At the time of the accident, petitioner was carrying report cards, papers, books, art activities material, and sewing thread spools in her car. On prior occasions petitioner had brought heavy or bulky objects to school, such as an 80-pound sack of sand, wax for candles, and 2-foot by 4-foot posters to be used as reading aids.
One of the ‘special’ situations described by the court in Hinojosa, supra, is that in which the employee is ‘expressly or impliedly required or expected to furnish his own means of transportation to the job . . .’ (8 Cal.3d at p. 160, 104 Cal.Rptr. at p. 463, 501 P.2d at p. 1183.) In Smith v. Workmen's Compensation Appeals Board (1968) 69 Cal.2d 814, 73 Cal.Rptr. 253, 447 P.2d 365, the employee, a social worker, was required to bring his automobile to work to respond to emergency calls and to visit clients; an injury incurred in travel was therefore compensable. If petitioner was expressly or impliedly required to bring articles to school which required automobile transportation, she would be ‘required or expected to furnish [her] own means of transportation to the job,’ and thus would come within this exception to the ‘going and coming’ rule.
Two questions emerge: First, was petitioner expressly or impliedly required to transport objects to school for use by her students? Second, were the objects she transported such that use of an automobile would be required?

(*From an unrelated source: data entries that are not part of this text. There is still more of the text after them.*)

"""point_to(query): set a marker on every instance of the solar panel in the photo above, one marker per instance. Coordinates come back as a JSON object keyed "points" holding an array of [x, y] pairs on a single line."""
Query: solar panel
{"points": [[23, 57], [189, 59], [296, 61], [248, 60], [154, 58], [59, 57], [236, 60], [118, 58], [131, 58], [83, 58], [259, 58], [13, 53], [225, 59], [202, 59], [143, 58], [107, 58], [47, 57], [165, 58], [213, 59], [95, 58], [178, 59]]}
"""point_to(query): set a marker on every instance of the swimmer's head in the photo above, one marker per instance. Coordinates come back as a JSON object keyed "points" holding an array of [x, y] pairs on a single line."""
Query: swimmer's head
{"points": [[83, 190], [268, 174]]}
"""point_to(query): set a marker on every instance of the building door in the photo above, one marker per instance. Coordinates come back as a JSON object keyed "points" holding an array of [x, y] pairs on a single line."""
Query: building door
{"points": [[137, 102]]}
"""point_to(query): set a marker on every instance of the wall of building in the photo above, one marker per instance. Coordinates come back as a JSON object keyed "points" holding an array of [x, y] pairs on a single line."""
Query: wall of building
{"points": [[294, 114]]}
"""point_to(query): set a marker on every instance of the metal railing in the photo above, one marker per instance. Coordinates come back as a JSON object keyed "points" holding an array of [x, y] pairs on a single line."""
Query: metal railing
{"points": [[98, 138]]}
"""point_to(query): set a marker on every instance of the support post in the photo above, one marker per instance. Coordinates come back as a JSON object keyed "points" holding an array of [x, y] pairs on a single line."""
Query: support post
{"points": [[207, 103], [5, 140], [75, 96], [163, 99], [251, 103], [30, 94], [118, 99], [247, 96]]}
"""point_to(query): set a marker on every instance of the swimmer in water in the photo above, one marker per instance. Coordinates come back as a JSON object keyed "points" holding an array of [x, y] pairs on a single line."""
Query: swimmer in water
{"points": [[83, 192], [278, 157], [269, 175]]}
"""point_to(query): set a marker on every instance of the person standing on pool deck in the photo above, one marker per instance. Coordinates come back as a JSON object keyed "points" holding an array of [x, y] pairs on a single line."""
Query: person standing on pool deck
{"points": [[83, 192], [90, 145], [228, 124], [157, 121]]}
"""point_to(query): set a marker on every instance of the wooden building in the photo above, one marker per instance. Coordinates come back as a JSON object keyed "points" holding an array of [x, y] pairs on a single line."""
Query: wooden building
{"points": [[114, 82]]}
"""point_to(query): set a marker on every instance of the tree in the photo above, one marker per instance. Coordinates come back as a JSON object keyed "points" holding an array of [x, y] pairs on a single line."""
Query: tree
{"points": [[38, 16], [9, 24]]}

There was uncontradicted evidence that petitioner was encouraged to bring materials to the classroom. The school principal testified that teaching materials are normally supplied, but that teachers are encouraged to devise special projects and to bring in such material as may be needed for their projects. A curriculum guide given to primary grade teachers by the school district states that a teacher should collect pictures and ‘concrete items related to units of work. A railroad spike, a trainman's lantern, a bus driver's punch, a milkman's hat can be examined closely, and also used in dramatic play.’
Although petitioner was not expressly or impliedly required, as a condition of her employment, to bring any specific materials to school, or to bring materials at any specific time, there was uncontradicted evidence that she could not have fulfilled her professional responsibilities at the level expected by the employer if she had not done so. Petitioner provided a benefit to the school district by supplying additional teaching materials. Employer benefit is a significant factor in determining whether an exception to the going and coming rule is appropriate. (Hinman v. Westinghouse Elec. Co. (1970) 2 Cal.3d 956, 962, 88 Cal.Rptr. 188, 471 P.2d 988; also see McCarty v. Workmen's Comp. Appeals Bd. (1974) 12 Cal.3d 677, 681–682, 117 Cal.Rptr. 65, 527 P.2d 617.)
The record does not disclose how large, heavy or bulky were the book, report cards and spools which petitioner took to school on the date of the accident. However, she testified, without contradiction, that the materials were ‘difficult to handle’; thus it is to be inferred that the use of a car was necessary to transport the objects. Hinson v. Workmen's Comp. Appeals Bd. (1974) 42 Cal.App.3d 246, 116 Cal.Rptr. 792, is distinguished. There, the injured employee had voluntarily driven his own vehicle to work instead of using employer-furnished transportation which was available to him.
The order denying benefits is annulled; respondent board will take further proceedings consistent with the views expressed herein.
CHRISTIAN, Associate Justice.
RATTIGAN, Acting P. J.,* and EMERSON, J.*, concur.